Commander Kinko knew her original so well, she knew the chosen code word, and yet the Commander herself never seemed to be able to guess her copy’s thought processes. The wall with eyes was a bit pointless. The way in which characters were killed off to ensure there was only one of each by story’s end was corny and predictable. And the sequence with the holo-call between father and was pure Tate & Lyle. I’d rather wade through acid than that much syrup. And the shuttle that was presumably hovering above or even landing in the courtyard when the castle blew up was conveniently forgotten so we could skip ahead to the happy ending of peace on Earth and goodwill to all rubbers.

There was some, er, lovely irony in the way Jennifer who so strongly protested that she wasn’t a monster ultimately transformed herself into a weird-ass monster.
Except by lovely, I mean lame, of course. Sorry, I was meant to be trying for positives. What can I say, I failed.

Like the path of a bouncing ball, it was predictable.

In a word, rubberish.

SAF

1 comment:

Anonymous said...

Why?

No, seriously, there are so many 'whys?' about this whole story it's hard to choose just fifty. Of course the biggest being 'why was this chosen over all of the other stories?' Hell I'd have watched another Mark Gatiss story than that - I'd have watched Mark Gatiss play Mark Gatiss in another Mark Gatiss story than sit through those two episodes again.

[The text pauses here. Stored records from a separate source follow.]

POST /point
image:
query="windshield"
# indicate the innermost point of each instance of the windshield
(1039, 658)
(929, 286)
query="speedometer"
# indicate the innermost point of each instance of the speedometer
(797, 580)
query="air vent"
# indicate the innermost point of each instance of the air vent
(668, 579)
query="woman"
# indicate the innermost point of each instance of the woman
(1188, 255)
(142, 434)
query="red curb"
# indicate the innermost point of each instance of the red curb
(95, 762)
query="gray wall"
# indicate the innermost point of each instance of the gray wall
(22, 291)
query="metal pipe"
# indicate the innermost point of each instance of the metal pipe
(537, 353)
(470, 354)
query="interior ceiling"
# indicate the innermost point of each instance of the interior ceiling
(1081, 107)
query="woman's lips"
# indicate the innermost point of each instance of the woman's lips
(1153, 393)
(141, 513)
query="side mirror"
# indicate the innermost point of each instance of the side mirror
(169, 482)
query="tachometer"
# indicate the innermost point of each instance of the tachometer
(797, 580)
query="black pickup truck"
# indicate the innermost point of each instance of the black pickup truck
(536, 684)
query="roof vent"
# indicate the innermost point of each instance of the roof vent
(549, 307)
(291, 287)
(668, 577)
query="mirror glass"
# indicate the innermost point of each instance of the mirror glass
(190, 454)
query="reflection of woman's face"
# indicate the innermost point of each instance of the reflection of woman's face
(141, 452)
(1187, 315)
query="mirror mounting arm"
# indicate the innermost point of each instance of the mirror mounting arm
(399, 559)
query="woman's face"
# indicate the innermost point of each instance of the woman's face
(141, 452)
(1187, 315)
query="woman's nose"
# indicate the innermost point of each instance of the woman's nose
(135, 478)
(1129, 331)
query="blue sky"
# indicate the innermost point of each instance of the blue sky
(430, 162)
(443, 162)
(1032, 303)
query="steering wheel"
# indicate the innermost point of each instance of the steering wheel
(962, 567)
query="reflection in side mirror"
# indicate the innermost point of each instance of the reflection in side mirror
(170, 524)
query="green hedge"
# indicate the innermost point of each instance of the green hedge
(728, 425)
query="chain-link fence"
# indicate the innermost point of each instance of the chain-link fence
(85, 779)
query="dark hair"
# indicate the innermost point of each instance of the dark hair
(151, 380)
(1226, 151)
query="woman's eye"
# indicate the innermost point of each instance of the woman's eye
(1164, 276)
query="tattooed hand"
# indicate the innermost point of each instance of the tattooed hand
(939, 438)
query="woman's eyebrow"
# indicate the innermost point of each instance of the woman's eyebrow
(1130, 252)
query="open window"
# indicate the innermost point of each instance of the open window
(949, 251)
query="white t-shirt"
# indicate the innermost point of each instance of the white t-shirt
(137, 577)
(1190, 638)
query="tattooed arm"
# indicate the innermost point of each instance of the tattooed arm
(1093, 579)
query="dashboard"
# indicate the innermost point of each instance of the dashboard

It was almost redeemed by the unbelievably spooky (and no, I didn't see it coming) last scene in the TARDIS and some cracking dialogue. But the words were so good that I can't help but think Steven Moffat took over to write the teaser for the next episode.

Which looks like a stormer by the way. (With one possible let-down. A monster from last season is back and they weren't that great first time round). There's a sense of the epic about the trailer, but I'm trying not to get too excited as last season's end-of-series 'epic' proved to be a bit of a bust.

And since I'm in a grumpy mood. What moron came up with the oxymoron 'mid season finale'?